According to fire chief Kurt MacDonald, Courtenay Fire Department responded to over 1,200 calls in 2022. That’s up from a little over 1,000 calls in 2021 and from around 700 a decade ago.
Of the calls, the top reasons were fire alarm activations, open burns and motor vehicle incidents with September being the busiest month.
The fire department adds calls were similar in the first six months of 2022 to 2021, but an extended dry spell caused calls to increase. So far in 2023, MacDonald says they are 156 calls ahead of the pace up to April.
MacDonald says that when it comes to open burning, it does not just include having a fire in your backyard. It also includes cigarettes and other factors.
He adds education has gone a long way decreasing the risk and they do not often have to issue fines. However, decreasing the number runs into problems with social issues with some of the community’s unhoused.

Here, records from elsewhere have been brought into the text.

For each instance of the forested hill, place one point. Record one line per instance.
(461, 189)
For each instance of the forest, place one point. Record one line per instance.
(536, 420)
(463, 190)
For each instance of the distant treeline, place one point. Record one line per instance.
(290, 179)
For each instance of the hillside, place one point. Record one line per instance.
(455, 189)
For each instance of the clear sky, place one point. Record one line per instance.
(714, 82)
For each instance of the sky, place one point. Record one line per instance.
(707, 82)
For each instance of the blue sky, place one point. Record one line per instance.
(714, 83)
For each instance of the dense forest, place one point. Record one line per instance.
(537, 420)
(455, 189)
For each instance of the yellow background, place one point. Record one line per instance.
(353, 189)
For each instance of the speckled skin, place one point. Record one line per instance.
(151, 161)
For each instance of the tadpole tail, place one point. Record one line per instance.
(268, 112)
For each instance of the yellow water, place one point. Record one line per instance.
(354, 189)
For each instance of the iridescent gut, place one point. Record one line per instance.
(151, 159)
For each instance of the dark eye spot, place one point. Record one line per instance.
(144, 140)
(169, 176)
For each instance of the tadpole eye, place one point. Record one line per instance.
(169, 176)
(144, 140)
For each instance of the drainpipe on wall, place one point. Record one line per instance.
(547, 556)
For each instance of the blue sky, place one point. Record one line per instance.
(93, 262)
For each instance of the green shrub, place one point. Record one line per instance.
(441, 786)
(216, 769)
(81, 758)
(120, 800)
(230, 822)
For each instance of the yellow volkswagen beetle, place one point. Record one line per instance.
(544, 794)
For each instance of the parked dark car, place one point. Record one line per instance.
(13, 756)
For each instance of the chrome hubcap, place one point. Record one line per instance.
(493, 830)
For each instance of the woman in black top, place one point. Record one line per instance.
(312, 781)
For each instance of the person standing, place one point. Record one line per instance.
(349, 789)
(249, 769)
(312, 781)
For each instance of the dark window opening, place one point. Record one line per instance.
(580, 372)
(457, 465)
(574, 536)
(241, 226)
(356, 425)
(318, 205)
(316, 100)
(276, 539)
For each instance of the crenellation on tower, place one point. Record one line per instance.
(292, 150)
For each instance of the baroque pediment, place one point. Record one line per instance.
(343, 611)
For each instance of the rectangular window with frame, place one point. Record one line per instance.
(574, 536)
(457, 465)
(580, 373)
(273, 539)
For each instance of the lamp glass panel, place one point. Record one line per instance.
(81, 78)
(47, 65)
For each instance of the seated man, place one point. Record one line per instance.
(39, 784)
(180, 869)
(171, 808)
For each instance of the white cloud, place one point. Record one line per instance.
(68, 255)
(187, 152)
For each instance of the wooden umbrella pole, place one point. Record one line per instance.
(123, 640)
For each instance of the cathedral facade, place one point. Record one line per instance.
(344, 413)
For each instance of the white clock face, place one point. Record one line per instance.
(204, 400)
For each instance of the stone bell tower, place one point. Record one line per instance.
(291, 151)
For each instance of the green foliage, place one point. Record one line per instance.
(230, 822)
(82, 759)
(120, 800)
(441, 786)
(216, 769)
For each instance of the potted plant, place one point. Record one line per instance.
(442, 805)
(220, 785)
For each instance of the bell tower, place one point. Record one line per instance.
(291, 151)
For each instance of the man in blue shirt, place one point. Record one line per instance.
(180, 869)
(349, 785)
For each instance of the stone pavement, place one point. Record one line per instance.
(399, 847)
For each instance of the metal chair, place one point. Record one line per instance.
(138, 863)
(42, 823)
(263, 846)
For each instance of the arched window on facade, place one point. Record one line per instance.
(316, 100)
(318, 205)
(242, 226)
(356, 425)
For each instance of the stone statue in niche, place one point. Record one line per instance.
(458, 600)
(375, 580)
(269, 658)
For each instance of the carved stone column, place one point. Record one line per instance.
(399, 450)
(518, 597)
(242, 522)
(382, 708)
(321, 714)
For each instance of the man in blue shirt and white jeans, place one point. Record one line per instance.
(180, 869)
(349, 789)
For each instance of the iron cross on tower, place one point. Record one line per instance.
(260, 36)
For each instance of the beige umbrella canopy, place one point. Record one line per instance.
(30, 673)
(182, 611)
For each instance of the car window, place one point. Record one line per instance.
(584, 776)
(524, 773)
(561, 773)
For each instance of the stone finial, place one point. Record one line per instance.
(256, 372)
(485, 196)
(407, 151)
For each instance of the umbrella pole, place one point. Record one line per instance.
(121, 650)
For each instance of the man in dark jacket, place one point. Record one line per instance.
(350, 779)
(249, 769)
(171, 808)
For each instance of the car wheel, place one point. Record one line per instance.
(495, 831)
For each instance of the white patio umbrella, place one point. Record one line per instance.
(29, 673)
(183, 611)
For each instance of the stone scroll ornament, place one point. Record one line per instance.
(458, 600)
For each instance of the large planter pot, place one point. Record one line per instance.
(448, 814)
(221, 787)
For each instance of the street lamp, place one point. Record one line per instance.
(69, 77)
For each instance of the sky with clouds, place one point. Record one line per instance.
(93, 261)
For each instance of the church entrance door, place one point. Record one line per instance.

“Those are the numbers that really are driving the increase and it’s difficult for us to educate when the supports aren’t in place to provide an alternative to those individuals to the burning,” said MacDonald. “The urban issues associated with the burning, that is escalating dramatically.”
MacDonald adds of the over 300 open burning calls, around 170 of them were related to urban issues.
Councillor Evan Jolicoeur added that it highlights a need to continue to fight for more housing.
The fire department also conducted over 1,700 fire inspections, and public education programs returned as COVID-19 restrictions eased.
MacDonald added they deployed to crews to the Apex Mountain fire in August and were able to Fire Smart neighbourhoods, scout fire activity and check suppression equipment.